Best Of The West 2012: Suzanne Hudson's Ledger Quilt
Photography: Diego James Robles, Courtesy Will Leather Goods
At 92 inches long and 82 inches wide, Suzanne Hudson’s quilt may seem no different than most hand-sewn coverlets. But take a closer look at the sophisticated design and you’ll realize that it is in fact a unique ledger quilt, inspired by the Plains Indian tradition of painting on used ledger books (an inexpensive source of paper) in the late 1800s.
“I’ve always admired ledger art, so I was challenged to make a ledger quilt that I could be proud of and people would like,” Hudson says. After eight months of meticulous labor squeezed in between her two day jobs, Hudson finally finished the exquisite piece honoring her family, ancestors, and important Native historical figures.
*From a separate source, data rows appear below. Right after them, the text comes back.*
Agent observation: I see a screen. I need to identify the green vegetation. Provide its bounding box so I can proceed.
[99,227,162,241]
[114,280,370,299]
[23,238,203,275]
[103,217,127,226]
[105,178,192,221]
The quilt prominently features a large star at its center, representing both day and night, along with a series of galloping horses and dozens of hand-stitched names.
Hudson grew up outside the Navajo Nation but spent summer vacations with her great aunt Mary Ann Foster (pictured with the quilt, above), a master Navajo weaver, in rural Sheep Springs, New Mexico. Hudson’s mother first taught her to sew and quilt when she was 9 years old. “We sewed by hand because we didn’t have a sewing machine,” Hudson recalls. “Because when you’re poor, you’re poor, and that’s all you have.” Years later Hudson started getting serious about her art, and her elaborate quilts began garnering attention when she showed them off at her children’s powwow competitions in the late 1970s.
Among the many honors her ledger quilt received in late 2011 were first place in both tribal arts at the Inter-Tribal Indian Ceremonial in Gallup, New Mexico, and in home arts at the Navajo Nation Fair in Window Rock, Arizona. The quilt also has the distinction of being signed by former U.S. Sen. Ben Nighthorse Campbell.
“Not only did Ben name it Star Among the Shunkaa Wakan,” Hudson says, “but it’s the only quilt in the world that he has signed.”